A Vancouver author using words in a “Beautiful Beautiful” way

Brandon Reid’s new novel Beautiful Beautiful is a coming-of-age story that follows the journey of Derik Mormin, a twelve-year-old boy who is confronted by topics of Indigeneity, culture, and masculinity when travelling to Bella Bella for his grandfather’s funeral.

“Derik Mormin was my alias when I was really young,” says Reid. “And so when writing about a twelve-year-old, I went back to when I was Derik Mormin.”

Exploring identity and experience

Before commencing his journalism studies at Langara College, Reid began gravitating towards writing while working as a cook at a restaurant in downtown Vancouver. He found writing stories by hand while seated at a bus stop a relaxing interlude between catching the bus home at night.

“I was sort of trying to return to nature, I guess, to how things work. I didn’t want to be on my device the whole time”, Reid says. “I was inspired by Jim Morrison and Anthony Bourdain.”

Brandon Reid. | Photo by Katrianna DeSante.

Growing up in Richmond, British Columbia, Reid had ambivalent feelings about Western culture, and he strove to articulate that through the lens of his pubescent identity of Derik Mormin. Reid recollects how his Indigenous identity had often been magnified by the school system.

“I didn’t like being pulled out of class for being Indigenous and being singled out for being Indigenous,” says Reid. “I felt that I didn’t deserve to have special treatment for being Indigenous, which is still something that I do deal with nowadays.”

As an avid consumer of music and comedy, Reid’s novel incorporates lyricism and dark humour into the character of Redbird, the book’s narrator. Through Redbird, readers are invited to journey with Derik Mormin into new territory, cry with him as he experiences the immediacy of loss, and smile as he reconnects with his ancestry.

“I was using Redbird as an alias because I was scared to get persecuted,” says Reid. “But, then I started reading Jonny Appleseed and Five Little Indians, and I felt liberated in that sense to talk about those issues and even more so with Redbird.”

Merging perspectives

By writing through multiple perspectives, Reid merges Indigenous storytelling traditions through bird relatives with modernist techniques. Reid believes that by telling the story from different perspectives, readers can better apprehend its truth.

“I tried to convey a greater sense of the truth,” Reid says. “Rather than staying with one character who has one sense of the truth, it acts as a mosaic of perspectives, almost like a collage.”

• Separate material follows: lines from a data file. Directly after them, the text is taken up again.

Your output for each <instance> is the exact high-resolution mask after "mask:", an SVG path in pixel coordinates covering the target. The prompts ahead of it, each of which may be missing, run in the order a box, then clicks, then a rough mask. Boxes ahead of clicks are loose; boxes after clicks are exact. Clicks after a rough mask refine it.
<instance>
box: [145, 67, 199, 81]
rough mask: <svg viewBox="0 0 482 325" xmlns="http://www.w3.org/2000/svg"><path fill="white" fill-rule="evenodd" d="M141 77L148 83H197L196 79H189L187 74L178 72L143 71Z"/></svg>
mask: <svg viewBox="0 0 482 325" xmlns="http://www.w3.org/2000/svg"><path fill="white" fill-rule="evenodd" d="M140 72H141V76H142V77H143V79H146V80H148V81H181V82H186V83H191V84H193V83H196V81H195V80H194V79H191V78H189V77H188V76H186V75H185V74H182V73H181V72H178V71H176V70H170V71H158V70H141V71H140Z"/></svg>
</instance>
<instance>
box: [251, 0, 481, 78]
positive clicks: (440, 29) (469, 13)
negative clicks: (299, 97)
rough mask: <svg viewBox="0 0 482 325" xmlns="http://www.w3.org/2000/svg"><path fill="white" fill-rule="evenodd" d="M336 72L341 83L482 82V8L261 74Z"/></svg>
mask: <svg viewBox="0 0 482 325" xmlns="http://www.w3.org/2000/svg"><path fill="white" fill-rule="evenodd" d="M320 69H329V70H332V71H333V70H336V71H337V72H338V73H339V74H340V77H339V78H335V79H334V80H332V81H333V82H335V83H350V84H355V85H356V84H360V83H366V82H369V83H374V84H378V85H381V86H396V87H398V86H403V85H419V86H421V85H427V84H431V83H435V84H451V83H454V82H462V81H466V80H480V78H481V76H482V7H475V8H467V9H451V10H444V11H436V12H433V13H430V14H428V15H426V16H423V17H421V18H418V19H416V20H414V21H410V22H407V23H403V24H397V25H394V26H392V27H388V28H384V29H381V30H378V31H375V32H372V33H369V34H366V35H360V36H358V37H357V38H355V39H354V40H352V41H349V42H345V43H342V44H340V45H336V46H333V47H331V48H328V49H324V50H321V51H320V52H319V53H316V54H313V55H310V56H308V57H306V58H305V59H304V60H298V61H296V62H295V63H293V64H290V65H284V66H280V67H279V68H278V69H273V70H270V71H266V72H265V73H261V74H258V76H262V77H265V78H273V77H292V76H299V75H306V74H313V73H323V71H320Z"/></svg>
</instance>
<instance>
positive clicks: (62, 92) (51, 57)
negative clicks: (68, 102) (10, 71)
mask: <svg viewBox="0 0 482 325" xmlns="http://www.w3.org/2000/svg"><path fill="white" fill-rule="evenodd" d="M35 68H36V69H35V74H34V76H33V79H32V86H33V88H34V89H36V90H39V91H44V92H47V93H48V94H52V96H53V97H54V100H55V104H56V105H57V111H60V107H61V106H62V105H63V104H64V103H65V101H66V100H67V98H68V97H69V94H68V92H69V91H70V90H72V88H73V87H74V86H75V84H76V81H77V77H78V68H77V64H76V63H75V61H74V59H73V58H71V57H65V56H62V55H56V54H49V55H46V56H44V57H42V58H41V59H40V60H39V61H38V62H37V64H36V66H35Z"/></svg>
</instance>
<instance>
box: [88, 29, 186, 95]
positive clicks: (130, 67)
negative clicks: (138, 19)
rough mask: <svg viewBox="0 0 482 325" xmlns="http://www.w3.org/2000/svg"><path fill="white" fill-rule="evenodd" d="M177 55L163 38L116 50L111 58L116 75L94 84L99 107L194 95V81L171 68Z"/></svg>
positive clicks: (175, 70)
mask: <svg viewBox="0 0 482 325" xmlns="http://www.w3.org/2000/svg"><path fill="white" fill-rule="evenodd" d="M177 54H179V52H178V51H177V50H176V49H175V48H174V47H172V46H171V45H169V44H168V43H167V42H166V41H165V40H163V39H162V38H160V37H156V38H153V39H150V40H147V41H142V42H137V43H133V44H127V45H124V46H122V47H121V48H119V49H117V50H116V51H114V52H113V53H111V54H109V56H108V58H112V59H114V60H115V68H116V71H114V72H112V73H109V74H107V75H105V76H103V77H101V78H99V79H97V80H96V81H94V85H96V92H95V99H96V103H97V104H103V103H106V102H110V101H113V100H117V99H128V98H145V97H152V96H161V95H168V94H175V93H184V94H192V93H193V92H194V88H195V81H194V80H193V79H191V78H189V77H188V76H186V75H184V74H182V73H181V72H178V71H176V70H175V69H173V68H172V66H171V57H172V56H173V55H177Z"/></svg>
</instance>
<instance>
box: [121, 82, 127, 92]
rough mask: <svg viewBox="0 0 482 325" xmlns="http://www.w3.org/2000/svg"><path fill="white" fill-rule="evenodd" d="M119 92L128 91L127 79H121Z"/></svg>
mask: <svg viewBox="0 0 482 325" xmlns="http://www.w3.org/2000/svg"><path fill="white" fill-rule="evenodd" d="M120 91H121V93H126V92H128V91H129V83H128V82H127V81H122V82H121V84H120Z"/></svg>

Reid says the book’s title was inspired by the story’s setting in the home of the Heiltsuk First Nation of Bella Bella, meaning “beautiful beautiful.” While travelling to Bella Bella for the first time, Reid felt guided towards equanimity and closure.

“Vancouver is one thing, but going up to Bella Bella, the first thing I remember is the smell of the fresh air and the water,” says Reid. “There’s a desolation to it, and it’s a beautiful thing.”

At the same time as the novel reflects parts of Reid and the culture of Bella Bella, Reid explains that it does not intend to accurately depict a specific place or person in time. Instead, it pulls on the experiences of Reid, who once identified with the lost, sensitive, and beautiful soul of twelve-year-old Derik Mormin.

“He’s a tough kid, you know. He’s in karate. He has a good education, which is something that his ancestors didn’t really have,” says Reid. “It was definitely me mending my traumas and forgiving myself and my family.”

While Reid celebrates the fruition of his novel Beautiful Beautiful, which releases on Nov. 18, he is also deep into writing his next of hopefully many beautiful works of literature.